Differential Testing Wiki

Overview

Differential testing is a comparison-based testing technique: an implementation under test is executed on the same testcase as one or more reference implementations, and the resulting observable behavior is checked for equality. In the instruction-set-simulator (ISS) verification setting described by Verifying Instruction Set Simulators using Coverage-guided Fuzzing, the ISS under test is verified by comparing its execution results with those of other reference ISSs, which may include multiple references.

The compared observations can include normal execution results as well as failures. The ISS-verification workflow reports mismatches, including crashes, and checks equality over result data such as register values and selected memory content.

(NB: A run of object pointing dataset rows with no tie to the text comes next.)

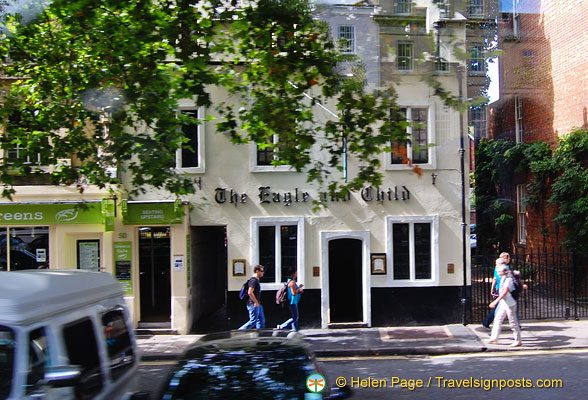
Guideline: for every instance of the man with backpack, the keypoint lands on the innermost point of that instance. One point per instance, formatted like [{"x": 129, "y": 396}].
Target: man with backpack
[
  {"x": 254, "y": 308},
  {"x": 293, "y": 291},
  {"x": 506, "y": 305}
]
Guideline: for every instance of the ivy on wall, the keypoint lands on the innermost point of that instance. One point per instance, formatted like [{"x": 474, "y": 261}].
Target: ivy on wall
[{"x": 557, "y": 178}]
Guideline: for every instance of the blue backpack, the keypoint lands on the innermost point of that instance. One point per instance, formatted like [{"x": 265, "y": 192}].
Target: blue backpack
[{"x": 244, "y": 293}]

Workflow in ISS verification

In the cited ISS-verification workflow, differential testing is used after testcase generation:

A coverage-guided fuzzer generates a testset.
Each generated binary bytestream is interpreted as a sequence of instructions for the ISS under test.
The bytestream is embedded into a predefined ELF template to form an ELF testcase.
The ELF template provides an execution frame: prefix code initializes the ISS into a predefined initial state, including predefined register values so that all ISS implementations start from the same state; suffix code collects results and stops the simulation.
During testset evaluation, the ISS under test and a reference ISS execute the testcase, and their results are checked for equality.

Input scope

The ISS-verification approach is not limited to predefined instruction subsets. The evidence describes considering all possible instructions and instruction sequences, including illegal instructions, with the intent of exercising uncommon or error cases.

Interpreting mismatches

A mismatch is a signal for investigation, not automatically proof of an implementation bug. The cited work notes that mismatches can arise from configuration differences, such as different memory sizes or peripheral mappings in the address space. For example, a load/store instruction may succeed in one ISS and fail in another because of such configuration differences; the authors state that these mismatches are not considered bugs. Therefore, reported mismatches must be analyzed to determine whether they correspond to real ISS defects.

Relationship to coverage-guided fuzzing

In the cited paper, differential testing is paired with coverage-guided fuzzing. The fuzzer builds a testset by generating instruction bytestreams and transforming them into ELF testcases; the resulting testset is then evaluated by comparing the ISS under test against reference ISS implementations.